One of the first days in March one of the clerks, we had come to recognize each other during my daily visits at his boot, greeted me with a big thump up, saying Hey girl you’ve made it! we have the official dates of the tour, and we’ll sell the tickets tomorrow! He said they’ll have about 80 tickets, no more, 2 tickets limit for each customer. Considering that everybody would have bought two ticket, I just had to stay in the first 40 people, and I would have had my ticket. It seemed just too easy to be true.
There were 4 or 5 other fans there, they were already preparing the queue to wait till the next day, so I hanged with them till the evening, then went home to prepare a backpack to sleep that night outside in the street (in March, don’t forget). At midnight there were about 10 people outside, so it really was manageable, we took long turns to go home for a few hours each. The next morning the crowd had raised in number, there were about 100 people out there, the clerks opened the shop, and said that they had bad news, the management had decided to postpone the ticket sale for two other days. It was Wednesday, and they would have to sell on Friday.
So I was there, already queueing from 20 hours, and I had to decide if Bruce was worth continuing for other 48 hours or so. What do you think?
I got that friggin ticket, three days and three nights in the street. Maybe some other day I’ll tell the whole story of those cursed hours on the pavement of a city, in March.
But I want to tell this: all my other friends told me I was crazy, and I had to made up some lies for my parents, because they just would not have understood. I did not have many Bruce buds, at the time, I just knew two other people who liked him, we discussed his records and stuff, we even attended the 92/93 tour together, but they were not really hardcore, they loved him like they loved Dylan or the Stones, and in fact they were not queueing there with me because it was “too much”. My collegues at work thought me strange, his music was already my life but I had nobody to connect with in that sense.

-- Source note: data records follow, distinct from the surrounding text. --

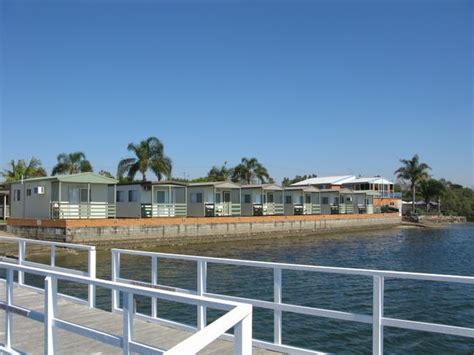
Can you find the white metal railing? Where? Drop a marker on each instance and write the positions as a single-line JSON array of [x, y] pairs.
[[237, 316], [68, 210], [377, 318], [22, 244], [169, 210]]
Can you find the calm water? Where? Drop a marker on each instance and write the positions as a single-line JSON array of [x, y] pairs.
[[447, 250]]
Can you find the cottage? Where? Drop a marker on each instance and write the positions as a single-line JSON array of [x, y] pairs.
[[262, 200], [84, 195], [208, 199], [302, 200], [151, 199]]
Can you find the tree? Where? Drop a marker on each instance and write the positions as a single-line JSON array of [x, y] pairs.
[[287, 181], [72, 163], [21, 169], [149, 154], [413, 171], [429, 189], [222, 173], [249, 170], [106, 174]]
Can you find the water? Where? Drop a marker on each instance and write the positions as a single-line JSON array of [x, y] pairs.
[[448, 250]]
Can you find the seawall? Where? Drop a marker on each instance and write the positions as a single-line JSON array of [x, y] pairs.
[[166, 231]]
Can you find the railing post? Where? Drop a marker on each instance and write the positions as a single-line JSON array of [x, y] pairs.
[[243, 336], [8, 313], [377, 314], [50, 311], [21, 259], [277, 300], [53, 255], [115, 275], [201, 289], [154, 281], [127, 321], [91, 256]]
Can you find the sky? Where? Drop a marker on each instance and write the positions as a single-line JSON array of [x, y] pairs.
[[326, 87]]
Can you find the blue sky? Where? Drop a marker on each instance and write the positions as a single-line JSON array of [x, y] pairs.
[[325, 87]]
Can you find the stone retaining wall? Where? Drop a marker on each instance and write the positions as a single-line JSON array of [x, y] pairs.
[[198, 230]]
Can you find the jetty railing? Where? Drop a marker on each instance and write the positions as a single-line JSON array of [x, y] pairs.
[[22, 244], [237, 316], [377, 319]]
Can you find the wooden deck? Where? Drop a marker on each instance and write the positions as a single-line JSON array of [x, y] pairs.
[[28, 334]]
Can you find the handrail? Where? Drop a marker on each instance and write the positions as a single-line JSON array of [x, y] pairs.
[[91, 259], [377, 319], [238, 315]]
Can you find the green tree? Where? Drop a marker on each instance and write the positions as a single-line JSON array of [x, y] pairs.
[[249, 170], [222, 173], [20, 169], [287, 181], [429, 189], [72, 163], [414, 172], [149, 155]]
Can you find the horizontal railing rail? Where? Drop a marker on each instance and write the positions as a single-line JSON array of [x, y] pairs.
[[22, 244], [377, 319], [237, 316]]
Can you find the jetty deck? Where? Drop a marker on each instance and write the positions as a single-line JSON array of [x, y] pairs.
[[28, 335]]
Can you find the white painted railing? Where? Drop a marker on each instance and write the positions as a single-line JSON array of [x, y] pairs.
[[237, 316], [377, 318], [22, 244]]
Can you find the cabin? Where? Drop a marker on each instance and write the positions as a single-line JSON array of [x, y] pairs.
[[299, 200], [209, 199], [262, 200], [75, 196], [151, 199], [4, 201]]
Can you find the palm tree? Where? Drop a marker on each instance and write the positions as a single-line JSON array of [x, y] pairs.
[[72, 163], [431, 188], [248, 170], [149, 155], [21, 169], [413, 171], [219, 173]]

And you all know, I presume, Bruce’s story who for the first time in his life felt his image in the mirror tolerable only when he saw himself embracing his guitar.
Well, that moment, for me, was there among other fans, real fans like me: it was intolerably cold and hard and trying to stay there for three days and three nights. But it was the first time in my life I felt home, among other fans who got me, really got me and my passion for Bruce.

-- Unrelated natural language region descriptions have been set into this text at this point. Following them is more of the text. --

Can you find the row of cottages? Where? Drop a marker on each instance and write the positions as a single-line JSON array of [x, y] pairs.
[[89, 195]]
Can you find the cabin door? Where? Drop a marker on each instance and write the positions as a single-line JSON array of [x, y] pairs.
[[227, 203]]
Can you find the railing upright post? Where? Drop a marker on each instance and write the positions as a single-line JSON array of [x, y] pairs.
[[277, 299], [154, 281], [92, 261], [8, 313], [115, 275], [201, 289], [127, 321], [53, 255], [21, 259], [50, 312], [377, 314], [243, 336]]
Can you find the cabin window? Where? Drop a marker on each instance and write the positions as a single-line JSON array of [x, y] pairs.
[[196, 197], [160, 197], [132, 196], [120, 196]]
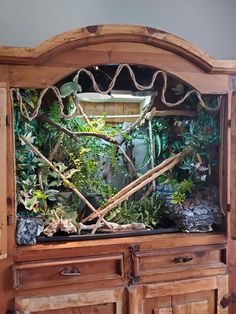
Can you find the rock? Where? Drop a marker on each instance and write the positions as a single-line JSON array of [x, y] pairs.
[[196, 214]]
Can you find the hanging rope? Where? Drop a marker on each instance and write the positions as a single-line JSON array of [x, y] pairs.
[[32, 115]]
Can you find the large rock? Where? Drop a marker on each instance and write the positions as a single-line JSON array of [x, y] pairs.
[[196, 214]]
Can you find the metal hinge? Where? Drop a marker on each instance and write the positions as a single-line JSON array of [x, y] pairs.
[[227, 300], [134, 278]]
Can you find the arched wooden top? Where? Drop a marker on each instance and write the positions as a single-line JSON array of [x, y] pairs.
[[98, 34]]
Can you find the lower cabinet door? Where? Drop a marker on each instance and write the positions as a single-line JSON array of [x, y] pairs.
[[99, 302], [195, 296]]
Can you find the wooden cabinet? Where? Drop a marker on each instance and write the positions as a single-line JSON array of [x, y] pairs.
[[158, 274], [102, 302], [152, 274]]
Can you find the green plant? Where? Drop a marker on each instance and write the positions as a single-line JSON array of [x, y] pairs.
[[145, 210]]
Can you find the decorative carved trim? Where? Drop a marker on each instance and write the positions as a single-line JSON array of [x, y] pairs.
[[96, 34]]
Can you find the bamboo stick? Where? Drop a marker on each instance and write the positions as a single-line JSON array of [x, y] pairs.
[[103, 212], [137, 181]]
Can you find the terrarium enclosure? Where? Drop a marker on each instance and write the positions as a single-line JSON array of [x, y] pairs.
[[117, 150]]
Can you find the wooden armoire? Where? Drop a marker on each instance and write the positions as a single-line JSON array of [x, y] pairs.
[[176, 273]]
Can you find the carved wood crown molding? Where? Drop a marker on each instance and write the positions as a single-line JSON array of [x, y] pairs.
[[97, 34]]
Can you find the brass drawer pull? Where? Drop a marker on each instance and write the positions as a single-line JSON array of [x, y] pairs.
[[181, 259], [70, 271]]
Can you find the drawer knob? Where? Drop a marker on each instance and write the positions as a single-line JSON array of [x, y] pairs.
[[182, 259], [70, 271]]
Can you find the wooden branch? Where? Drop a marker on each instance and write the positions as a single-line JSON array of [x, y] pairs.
[[104, 211], [132, 169], [84, 115], [138, 181], [139, 120], [115, 226], [65, 180]]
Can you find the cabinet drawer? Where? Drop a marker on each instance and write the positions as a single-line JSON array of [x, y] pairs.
[[178, 259], [57, 272]]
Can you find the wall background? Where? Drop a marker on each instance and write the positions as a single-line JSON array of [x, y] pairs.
[[209, 24]]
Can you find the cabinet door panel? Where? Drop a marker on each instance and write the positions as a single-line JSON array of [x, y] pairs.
[[99, 302]]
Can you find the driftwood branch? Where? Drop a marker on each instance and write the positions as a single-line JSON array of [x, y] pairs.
[[76, 135], [114, 226], [116, 202], [64, 179], [136, 185]]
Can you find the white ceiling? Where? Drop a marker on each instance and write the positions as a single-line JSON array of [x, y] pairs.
[[209, 24]]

Like most of you, Bruce’s music entered my life when I was a teen, and stayed with me during the times that shape your character, the hard times when you begin to understand that life will, and eventually would, kick you down.

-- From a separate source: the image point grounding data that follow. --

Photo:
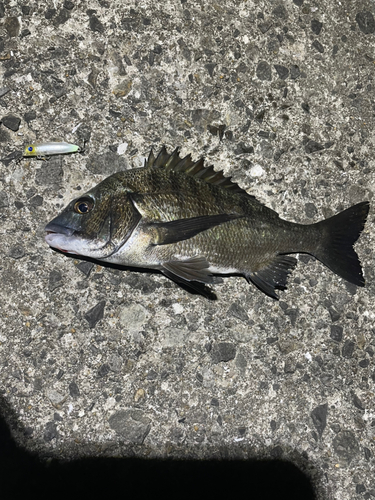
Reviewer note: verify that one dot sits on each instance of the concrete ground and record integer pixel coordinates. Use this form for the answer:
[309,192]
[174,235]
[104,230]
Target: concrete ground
[101,362]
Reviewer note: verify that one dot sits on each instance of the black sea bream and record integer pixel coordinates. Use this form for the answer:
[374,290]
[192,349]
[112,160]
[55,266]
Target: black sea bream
[190,222]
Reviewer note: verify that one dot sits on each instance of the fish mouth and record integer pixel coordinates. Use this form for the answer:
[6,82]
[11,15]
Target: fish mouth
[53,228]
[57,235]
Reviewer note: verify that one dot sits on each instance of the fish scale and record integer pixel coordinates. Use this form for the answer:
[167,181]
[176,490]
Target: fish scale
[190,222]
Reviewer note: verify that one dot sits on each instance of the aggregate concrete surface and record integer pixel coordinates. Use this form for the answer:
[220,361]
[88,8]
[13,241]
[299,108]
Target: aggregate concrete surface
[97,361]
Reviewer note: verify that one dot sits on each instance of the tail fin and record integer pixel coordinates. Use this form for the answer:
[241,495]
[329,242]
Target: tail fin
[340,232]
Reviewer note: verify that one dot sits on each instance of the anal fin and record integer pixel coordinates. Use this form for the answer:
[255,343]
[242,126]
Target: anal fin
[274,275]
[194,269]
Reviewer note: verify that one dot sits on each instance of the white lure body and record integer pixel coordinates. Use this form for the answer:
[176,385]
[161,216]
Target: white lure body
[50,148]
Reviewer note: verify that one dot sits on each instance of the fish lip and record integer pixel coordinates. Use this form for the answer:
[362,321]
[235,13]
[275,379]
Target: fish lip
[56,228]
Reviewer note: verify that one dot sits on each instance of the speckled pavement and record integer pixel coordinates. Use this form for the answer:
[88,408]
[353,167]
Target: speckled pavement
[96,361]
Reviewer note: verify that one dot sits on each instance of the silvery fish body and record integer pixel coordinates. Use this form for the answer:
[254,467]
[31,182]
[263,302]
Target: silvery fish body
[50,148]
[190,222]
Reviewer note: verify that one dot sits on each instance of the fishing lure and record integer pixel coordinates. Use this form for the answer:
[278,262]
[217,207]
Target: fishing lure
[43,149]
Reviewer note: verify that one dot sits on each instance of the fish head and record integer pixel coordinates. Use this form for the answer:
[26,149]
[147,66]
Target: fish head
[96,224]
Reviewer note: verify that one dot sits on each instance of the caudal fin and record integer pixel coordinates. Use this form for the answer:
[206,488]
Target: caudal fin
[340,232]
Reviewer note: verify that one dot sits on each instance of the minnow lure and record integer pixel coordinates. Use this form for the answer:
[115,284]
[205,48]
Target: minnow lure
[43,149]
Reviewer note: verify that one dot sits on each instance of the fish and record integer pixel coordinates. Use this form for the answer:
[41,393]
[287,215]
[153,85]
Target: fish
[190,222]
[43,149]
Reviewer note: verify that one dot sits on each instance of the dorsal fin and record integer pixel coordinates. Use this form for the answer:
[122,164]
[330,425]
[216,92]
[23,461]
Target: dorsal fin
[173,162]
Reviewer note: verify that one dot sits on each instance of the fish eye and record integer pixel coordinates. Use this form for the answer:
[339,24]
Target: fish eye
[83,206]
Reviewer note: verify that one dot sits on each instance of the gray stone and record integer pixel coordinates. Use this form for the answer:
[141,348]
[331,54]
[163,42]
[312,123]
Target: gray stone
[3,199]
[62,17]
[310,210]
[74,390]
[345,446]
[17,252]
[294,72]
[95,314]
[85,267]
[264,71]
[36,201]
[319,418]
[282,71]
[336,332]
[50,173]
[12,26]
[238,312]
[4,91]
[11,121]
[95,24]
[318,46]
[106,163]
[132,425]
[316,26]
[29,116]
[313,147]
[366,22]
[55,280]
[50,431]
[348,349]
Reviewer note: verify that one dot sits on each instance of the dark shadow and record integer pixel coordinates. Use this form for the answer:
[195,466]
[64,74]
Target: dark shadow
[25,473]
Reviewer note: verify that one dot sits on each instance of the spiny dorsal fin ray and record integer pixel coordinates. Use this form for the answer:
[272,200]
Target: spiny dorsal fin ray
[173,162]
[194,269]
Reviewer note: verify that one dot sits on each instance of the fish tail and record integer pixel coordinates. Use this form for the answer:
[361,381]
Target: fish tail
[339,233]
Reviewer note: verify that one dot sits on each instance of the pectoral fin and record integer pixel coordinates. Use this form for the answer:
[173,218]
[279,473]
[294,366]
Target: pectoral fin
[183,229]
[195,269]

I’m a musician, my first instrument of choice were the drums, I’m a Conservatory graduate, I played all over Europe and America, and Bruce’s music was there with me, in my walks on the beach, during my car travels, before going to sleep.
Then my life moved in another direction, I had to stop playing. But I was not satisfied, I wanted to do something, I wanted to go back playing on stage, with something compelling, powerful, that kept me alive both on stage and in my everyday life.
Bruce was on tour in that year, it was 2012, and while I was there seeing him singing and laughin under the rain I decided that if I had to go back on stage I had to it with him, and I started the project for my Bruce’s cover band. It’s a constant, endless work, that never will have an end, because we play the music of one of the best prolific artist in the world. And it’s amazing, just playing this music is a gift. I’m grateful for my band and my friends in this travel, they’re the best people I could ever have with me.
But there’s also a better thing, one I didn’t know could happen to us. During these two years I’ve met a lot of people, of course, and some of them came back to see us, and some came back at every show. And with them came this special connection, we all love Bruce’s music, it’s an essential part of our lives, and when we sing together this bond runs very deep. It’s fantastic, and unique, and I never feel alone in this passion, no more. Sometimes they write to me, or we speak after a show, and it’s so good to be a part of a human chain of values in most cases lost for the rest of the world. I know it sounds corny, but it’s true: you don’t bring your families and children to each rock show you attend, but if there’s Bruce’s music, you do. That means something.